How can we make AI more equitable and free of bias?
Humans are biased. While many of these biases are implicit or unconscious, they can be especially harmful when applied automatically. Like, say, when they’re programmed into artificial intelligence systems. Left unchecked, it can be easy for human developers to unknowingly infuse algorithms with certain preferences.
The most troubling algorithmic biases skew unfair and can be deeply discriminatory. Can AI be de-biased? Not without acknowledging why it occurs and making a concerted effort to call out our own potential biases.
Yes – there’s a very real bias in AI
From discriminatory hiring practices to outright racial profiling, AI biases impact our entire society, not just specifically targeted groups.
So how do AI systems develop prejudice in the first place?
“AI systems learn to make decisions based on training data, which can include biased human decisions or reflect historical or social inequities, even if sensitive variables such as gender, race or sexual orientation are removed,” according to the Harvard Business Review.
AI systems learn to make decisions based on training data, which can include biased human decisions or reflect historical or social inequities.
Flawed or limited data sampling is another biased AI entry point. Here, certain individuals or groups may be over- or under-represented in the datasets used to “train” the algorithms. This alters the output and can make some serious distortions.
You may remember when Amazon made recent headlines after firing a discriminatory hiring algorithm that favored men’s resumes over those of female applicants. Or perhaps you read the 2016 Pulitzer Prize-nominated report by ProPublica, which found that Correctional Offender Management Profiling for Alternative Sanctions (COMPAS) software falsely predicted Black defendants are “nearly twice as high as their white counterparts” to become second offenders.
If baseless biases can overlook qualified applicants or single out the innocent based solely on their skin tone, imagine what else these misguided algorithms are capable of.
Is bias-free AI possible?
As it stands, the process of creating responsive AI remains unfair at best and dangerously discriminatory at worst. Whether it is to remain that way depends on who you ask.

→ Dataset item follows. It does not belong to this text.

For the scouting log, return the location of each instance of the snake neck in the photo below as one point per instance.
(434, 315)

Microsoft Asia President Ralph Haupter says, “I don’t think AI will ever be free of bias, at least not as long as we stick to machine learning as we know it today. What’s crucially important, I believe, is to recognize that those biases exist, and that policymakers try to mitigate them.”
Optimists recognize the positive potential of AI and machine learning technologies, but they must also become change makers if we’re to collectively sidestep the risk of this technology remaining grossly biased-based.
So what can we do?
AI is going mainstream at an unprecedented pace. In a 2020 McKinsey report on The State of AI, “half of respondents say their organizations have adopted AI in at least one function.”

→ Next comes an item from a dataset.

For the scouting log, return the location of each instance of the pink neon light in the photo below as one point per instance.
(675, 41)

As AI becomes more and more prevalent, a top-down approach could be the best attempt at striking a fairer balance. HBR suggests that leaders invested in this work be mindful to:
- Stay up-to-date on rapid AI developments.
- Invest in bias mitigation processes like third-party audits before deploying AI company-wide.
- Prioritize “explainability techniques” that size up algorithmic results against differing human decisions to tease out potential biases.
- Have humans and machines collaborate to decrease potential bias, using “human-in-the-loop” processes.
- Increase investments and data when doing multi-disciplinary AI research.
- Diversify the AI community and engage different groups.
We all need to do our part to recognize and correct AI biases. No machine needs to be reinforcing discrimination or prejudice. To battle institutionalized inequality, we need to ensure that unlike most humans, automated decision-making remains as impartial as possible.